XArchived: Client server discovery lifecycle

eugene yokota edited this page Sep 10, 2017 · 1 revision

How should the server be discovered, started, and shut down?

Discussion thread on sbt-dev

Some Objectives

  • Clients should auto-start the server as needed
  • If several clients start at once (not unlikely e.g. on login), we want to end up with only one server, at least "almost always in practice," even if we aren't theoretically race-free
  • If a server dies, we want to auto-start a new one
  • We don't want people to need to manually kill orphaned (clientless) servers
  • Server is scoped "per-build" (single instance for each root project directory)
  • Ctrl+C or OS reboot or hotspot crash should not result in people having to do manual lockfile cleanup
  • Potentially controversial, but based on experience: operating system lockfile functionality tends to be platform-specific and flaky (e.g. not working on NFS/AFS, not working between threads, stuff like that), so avoid if possible. This is likely a main question (whether to use FileLock).
  • There are more robust platform-specific solutions available, such as D-Bus on Linux, COM or window-based mechanisms on Windows, and launchd on Mac. These are likely a total pain in the ass to use from the JVM, though. Is there any sane-from-JVM way to do a reliable named lock?

Concerns (possibly newly discovered)

  1. Passing sys.props down from forked process to the server. Things like: -Dhttp.proxyHost -Dsbt.version

Proposal 1: active.properties

This proposal is intended to "self-heal" and work in practice without asking users to kill processes or delete lockfiles - but nobody will call it elegant. The general idea is that a server suicides if the file pointing to that server is overwritten or deleted.

  • create a directory myproject/.build-server (let's call it SERVERDIR)
  • SERVERDIR/active.properties contains properties url, pid, and version
  • the url is expected to be protocol://127.0.0.1:PPPP always for now (don't listen on 0.0.0.0 since that will include external interfaces).

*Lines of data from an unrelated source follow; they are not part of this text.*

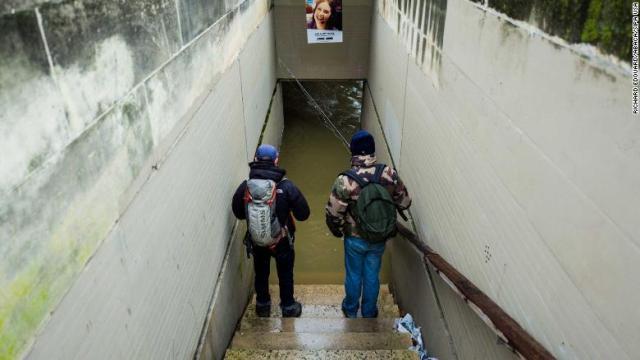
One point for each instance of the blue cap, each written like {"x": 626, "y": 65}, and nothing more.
{"x": 266, "y": 152}
{"x": 362, "y": 143}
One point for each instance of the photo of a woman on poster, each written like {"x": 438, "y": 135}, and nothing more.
{"x": 324, "y": 21}
{"x": 325, "y": 16}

PPPP should be an OS-assigned random port. Protocol is likely http. This url would be a base URL and there may be conventional paths within it.
  • the pid for now is just for use in debugging or manual cleanup by a human
  • the version is build server version in case we need to do something different based on this someday
  • when a client needs a server, it first loads active.properties and tries to ping the url for aliveness
    • if the url is alive, client uses it
    • otherwise, client forks a new build server and starts checking for active.properties to appear at short intervals
    • client gives up after some timeout (long enough for build server to reliably start even on lame computers)
    • whenever a client loses its server connection, it starts over discovering/starting a new server.
  • the "ping" for server liveness should verify that the pinged server goes with the project directory we care about (because the server could be for a different project that just happened to recycle the same url). So the ping could for example contain the canonical path to the active.properties file and fail if the server pinged is for a different path.
  • when the build server starts up, it needs to proceed in this order:
    1. ping any existing active.properties url and exit if the other server is alive
    2. listen on a port (so now we know our url and we are pingable)
    3. take over or fail to take over active.properties
    4. actually start up the sbt engine if it takes over
    5. exit without doing anything if it fails to take over
  • to take over active.properties, the build server does the following:
    1. we should already be pingable
    2. write out active.properties atomically (by creating a temp file and renaming over on unix, and doing whatever one can do on Windows)
    3. exit if active.properties ever changes so it no longer refers to us. (use file watches or just check at intervals.)
      • another server starting up may have pinged us and failed, then we both started listening, then we both wrote active.properties.
      • user may have moved the project directory.
      • user may have deleted active.properties by hand.
  • the build server should wait some reasonable timeframe for the first client to connect, and exit if no client ever connects. It should also exit a (possibly very short) time after the last client disconnects.
  • on clean exit, don't delete active.properties since we're probably just as likely to delete one that doesn't refer to us and cause trouble. Just rely on future pings failing - stale active.properties should be automatically handled.
  • "herd of server starts" problem: when a server exits and has 4 clients, they might all immediately try to restart a new server, which should work out but would launch a lot of pointless JVMs in the meantime. To avoid this, they could each wait a short random interval before restarting, OR they could each be assigned a "restart delay" by the server, OR something else.
  • note that we are not expecting pings to fail due to network problems, since we are on a local machine.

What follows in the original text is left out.